On Tue, Feb 04, 2025 at 10:14:10AM +0100, Lukas Wunner wrote:
> On Tue, Feb 04, 2025 at 01:37:58PM +0800, Feng Tang wrote:
> > There was a irq storm bug when testing "pci=nomsi" case, and the root
> > cause is: 'nomsi' will disable MSI and let devices and root ports use
> > legacy INTX inerrupt, and likely make several devices/ports share one
> > interrupt. In the failure case, BIOS doesn't disable the PCIE hotplug
> > interrupts, and actually asserts the command-complete interrupt.
> > As MSI is disabled, ACPI initialization code will not enumerate root
> > port's PCIE hotplug capability, and pciehp service driver wont' be
> > enabled for the root port to handle that interrupt, later on when it is
> > shared and enabled by other device driver like NVME or NIC, the "nobody
> > care irq storm" happens.
> >
> > So disable the pcie hotplug CCIE/HPIE interrupt in early boot phase when
> > MSI is not enbaled.
>
> So I think this issue should go away if disabling the interrupt
> by portdrv is no longer conditional on
>
> (pcie_ports_native || host->native_pcie_hotplug)
>
> like I've just proposed here:
>
> https://lore.kernel.org/r/Z6HYuBDP6uvE1Sf4@xxxxxxxxx/
>
> ... in which case this patch won't be necessary.
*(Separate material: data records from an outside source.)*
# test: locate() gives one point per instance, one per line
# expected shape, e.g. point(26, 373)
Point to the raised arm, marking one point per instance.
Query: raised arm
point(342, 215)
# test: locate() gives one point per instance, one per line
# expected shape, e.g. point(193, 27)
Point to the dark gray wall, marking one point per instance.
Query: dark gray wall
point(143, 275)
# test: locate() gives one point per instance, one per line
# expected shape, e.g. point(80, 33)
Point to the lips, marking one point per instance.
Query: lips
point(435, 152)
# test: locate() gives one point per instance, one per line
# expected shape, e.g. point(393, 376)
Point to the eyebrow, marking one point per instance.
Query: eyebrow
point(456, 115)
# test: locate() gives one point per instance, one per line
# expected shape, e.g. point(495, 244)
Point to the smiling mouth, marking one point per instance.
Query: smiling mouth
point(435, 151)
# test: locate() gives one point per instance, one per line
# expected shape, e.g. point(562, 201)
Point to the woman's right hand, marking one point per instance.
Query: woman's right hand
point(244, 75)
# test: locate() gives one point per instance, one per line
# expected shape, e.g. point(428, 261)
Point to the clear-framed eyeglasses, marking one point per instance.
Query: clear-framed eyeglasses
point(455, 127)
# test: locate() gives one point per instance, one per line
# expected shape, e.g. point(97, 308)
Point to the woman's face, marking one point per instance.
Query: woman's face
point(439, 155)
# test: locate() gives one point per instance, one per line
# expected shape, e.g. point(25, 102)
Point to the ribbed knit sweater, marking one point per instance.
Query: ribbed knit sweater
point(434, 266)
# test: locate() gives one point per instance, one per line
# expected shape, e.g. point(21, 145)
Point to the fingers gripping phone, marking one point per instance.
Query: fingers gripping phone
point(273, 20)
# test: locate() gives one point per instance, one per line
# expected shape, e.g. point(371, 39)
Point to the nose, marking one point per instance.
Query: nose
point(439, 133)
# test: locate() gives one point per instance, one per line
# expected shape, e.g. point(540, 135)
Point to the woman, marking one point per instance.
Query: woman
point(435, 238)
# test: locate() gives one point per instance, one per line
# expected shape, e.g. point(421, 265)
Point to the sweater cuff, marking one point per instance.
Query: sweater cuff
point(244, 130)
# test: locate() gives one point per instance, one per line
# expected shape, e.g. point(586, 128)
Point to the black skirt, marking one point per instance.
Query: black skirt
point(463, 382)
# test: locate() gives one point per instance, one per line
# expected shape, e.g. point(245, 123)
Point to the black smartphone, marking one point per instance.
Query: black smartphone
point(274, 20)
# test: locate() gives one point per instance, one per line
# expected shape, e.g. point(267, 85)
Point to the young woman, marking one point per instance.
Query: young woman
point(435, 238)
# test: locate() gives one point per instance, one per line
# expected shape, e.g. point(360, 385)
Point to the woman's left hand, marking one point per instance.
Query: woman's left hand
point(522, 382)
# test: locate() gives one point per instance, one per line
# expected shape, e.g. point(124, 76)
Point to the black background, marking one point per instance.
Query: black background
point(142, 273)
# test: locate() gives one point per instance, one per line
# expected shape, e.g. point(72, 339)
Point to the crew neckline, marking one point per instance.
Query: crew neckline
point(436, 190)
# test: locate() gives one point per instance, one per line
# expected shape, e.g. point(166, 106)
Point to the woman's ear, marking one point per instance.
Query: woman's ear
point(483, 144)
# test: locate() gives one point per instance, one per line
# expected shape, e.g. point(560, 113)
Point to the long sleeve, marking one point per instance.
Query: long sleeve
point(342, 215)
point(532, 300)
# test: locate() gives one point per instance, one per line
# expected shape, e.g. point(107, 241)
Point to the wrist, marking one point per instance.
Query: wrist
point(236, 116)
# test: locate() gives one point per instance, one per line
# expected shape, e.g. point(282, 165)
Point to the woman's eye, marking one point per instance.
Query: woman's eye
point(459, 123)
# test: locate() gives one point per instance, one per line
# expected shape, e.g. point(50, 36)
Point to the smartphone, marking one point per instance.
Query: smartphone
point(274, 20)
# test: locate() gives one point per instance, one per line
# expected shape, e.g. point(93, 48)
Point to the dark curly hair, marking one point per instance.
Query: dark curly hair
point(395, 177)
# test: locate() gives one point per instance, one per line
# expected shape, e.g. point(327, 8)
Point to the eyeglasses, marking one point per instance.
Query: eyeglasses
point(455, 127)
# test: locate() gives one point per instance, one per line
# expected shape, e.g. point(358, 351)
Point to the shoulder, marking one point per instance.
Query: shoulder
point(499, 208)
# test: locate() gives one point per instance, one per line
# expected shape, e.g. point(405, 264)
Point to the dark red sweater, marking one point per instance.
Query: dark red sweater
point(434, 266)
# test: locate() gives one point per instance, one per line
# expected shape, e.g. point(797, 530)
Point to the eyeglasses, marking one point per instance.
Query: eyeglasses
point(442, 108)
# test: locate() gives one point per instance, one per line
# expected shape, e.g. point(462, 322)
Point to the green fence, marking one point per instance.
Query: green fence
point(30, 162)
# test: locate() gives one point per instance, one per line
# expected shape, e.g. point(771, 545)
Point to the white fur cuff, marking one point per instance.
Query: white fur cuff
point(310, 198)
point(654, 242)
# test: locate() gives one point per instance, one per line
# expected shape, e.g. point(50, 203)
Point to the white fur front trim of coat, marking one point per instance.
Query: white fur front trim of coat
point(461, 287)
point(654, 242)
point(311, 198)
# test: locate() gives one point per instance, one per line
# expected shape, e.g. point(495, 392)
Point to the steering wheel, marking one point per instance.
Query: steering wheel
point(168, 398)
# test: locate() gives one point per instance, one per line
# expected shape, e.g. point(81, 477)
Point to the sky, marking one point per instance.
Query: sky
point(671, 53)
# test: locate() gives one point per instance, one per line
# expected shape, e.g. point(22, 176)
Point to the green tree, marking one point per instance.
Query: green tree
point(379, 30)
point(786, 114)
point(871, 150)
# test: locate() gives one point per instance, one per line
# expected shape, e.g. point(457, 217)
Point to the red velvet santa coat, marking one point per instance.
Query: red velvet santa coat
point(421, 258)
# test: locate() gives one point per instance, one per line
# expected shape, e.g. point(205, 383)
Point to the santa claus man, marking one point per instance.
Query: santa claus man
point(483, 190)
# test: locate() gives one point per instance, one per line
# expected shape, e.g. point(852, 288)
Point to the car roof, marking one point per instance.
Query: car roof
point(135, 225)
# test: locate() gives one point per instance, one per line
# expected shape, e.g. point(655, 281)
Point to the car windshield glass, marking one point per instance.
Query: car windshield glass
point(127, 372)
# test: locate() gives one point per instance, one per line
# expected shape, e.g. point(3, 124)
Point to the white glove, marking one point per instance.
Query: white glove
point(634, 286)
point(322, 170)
Can you confirm that?

Thanks for the suggestion! I will try to get the platform for test,
and report back.

As for the change,
+ if (!IS_ENABLED(CONFIG_HOTPLUG_PCI_PCIE))
+ pcie_capability_clear_word(dev, PCI_EXP_SLTCTL,
+ PCI_EXP_SLTCTL_CCIE | PCI_EXP_SLTCTL_HPIE);

The CONFIG_HOTPLUG_PCI_PCIE is always enabled on our platform and many
distros, I guess the check needs to be removed, which sees the 1 second
waiting again, and need the waiting logic in 1/2 patch?

Thanks,
Feng

>
> You can split the change I've proposed into two patches if you like.
>
> Thanks,
>
> Lukas